とはいえ、何もかも手作りできれば良いですが、なかなかそうもいかない…という人は、最近では、安全な食を求める消費者に応えて、無添加、あるいは合成添加物を極力抑えた加工食品、冷凍食品も増えていますので、時々そうした食品の利用は良いでしょう。ただし、病気の症状があって、治療のために食事療法を開始する人は、まずは、それぞれの食事療法が定めるとおりの食材、調理法に取り組むことをお奨めします。
緑黄色野菜中心に、糖度の高すぎない果物、炭水化物は無精白、油脂類は控えめにいろいろな種類を摂りましょう。

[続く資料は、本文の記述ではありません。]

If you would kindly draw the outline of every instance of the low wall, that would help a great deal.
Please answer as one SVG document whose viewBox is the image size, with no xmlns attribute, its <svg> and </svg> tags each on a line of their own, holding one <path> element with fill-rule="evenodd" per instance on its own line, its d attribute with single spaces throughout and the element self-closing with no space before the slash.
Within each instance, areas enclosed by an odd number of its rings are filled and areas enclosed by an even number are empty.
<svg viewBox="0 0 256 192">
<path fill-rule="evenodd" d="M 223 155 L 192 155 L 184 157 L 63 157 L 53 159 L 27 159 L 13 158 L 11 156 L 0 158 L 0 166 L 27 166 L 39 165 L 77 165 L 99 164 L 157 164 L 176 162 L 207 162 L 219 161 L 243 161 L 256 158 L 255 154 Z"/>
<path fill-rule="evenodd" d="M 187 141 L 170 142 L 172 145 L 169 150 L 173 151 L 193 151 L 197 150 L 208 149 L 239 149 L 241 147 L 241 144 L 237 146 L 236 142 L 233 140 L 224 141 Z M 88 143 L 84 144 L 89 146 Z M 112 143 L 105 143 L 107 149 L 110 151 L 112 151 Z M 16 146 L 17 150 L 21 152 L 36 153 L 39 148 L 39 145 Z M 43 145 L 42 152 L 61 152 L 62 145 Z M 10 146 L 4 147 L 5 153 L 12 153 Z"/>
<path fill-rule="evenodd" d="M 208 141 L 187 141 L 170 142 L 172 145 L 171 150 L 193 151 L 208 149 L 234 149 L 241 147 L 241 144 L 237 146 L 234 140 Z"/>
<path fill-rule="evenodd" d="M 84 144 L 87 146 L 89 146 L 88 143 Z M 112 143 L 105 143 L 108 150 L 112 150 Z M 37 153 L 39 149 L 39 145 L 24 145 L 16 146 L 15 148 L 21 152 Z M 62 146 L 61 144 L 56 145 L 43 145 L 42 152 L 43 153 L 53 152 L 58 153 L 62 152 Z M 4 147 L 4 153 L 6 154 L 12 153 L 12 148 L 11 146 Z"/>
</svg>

食事療法に共通するのは、緑黄色野菜、とくにアブラナ科の野菜です。トマト、キュウリ、ジャガイモ、ニンジンなど定番野菜、リンゴ、オレンジ、キウイなどのフルーツも推奨している食事療法は多くありますが、現在日本で販売されている野菜には、品種改良によって糖度が高くなっているものが多くなっています。海外のオーガニック・マーケットで売られているトマトやカボチャ、ジャガイモは日本のように甘くないものが多いです。日本の野菜は全体的に甘いことを意識して、甘味の味付けを控えるなどの工夫をすると良いでしょう。
キノコ類や発酵食品については、食事療法によって考え方に差があります。病気で消化能力、とくに腸の吸収力が落ちている場合は控えた方が良いでしょう。予防としての食事療法で、消化能力に問題がない場合は推奨される食材です。
油脂については、亜麻仁油やエゴマ油、オリーブオイル、ココナッツオイルなどを酸化しないように低温で使用するのがお奨めです。揚げる、炒めるなどの調理の際は高温でも酸化しにくいオリーブオイルなどを使用します。植物油を推奨する食事療法が多いですが、DHA、EPAなどを含む魚油(青魚やサケ・マスに多い)は適度に摂る方が良いでしょう。
美味しいものは美味しく感じるように調理・調味されています。ファストフード、スナック菓子、和菓子、ケーキなど、食べなくて良いものです。病気の治療として食事療法に取り組む場合は、こうした食品はがまんしましょう。予防として取り組む時は、時間と量を決めて、従来の半分、1/4…継続できるぎりぎりの量まで減らしましょう。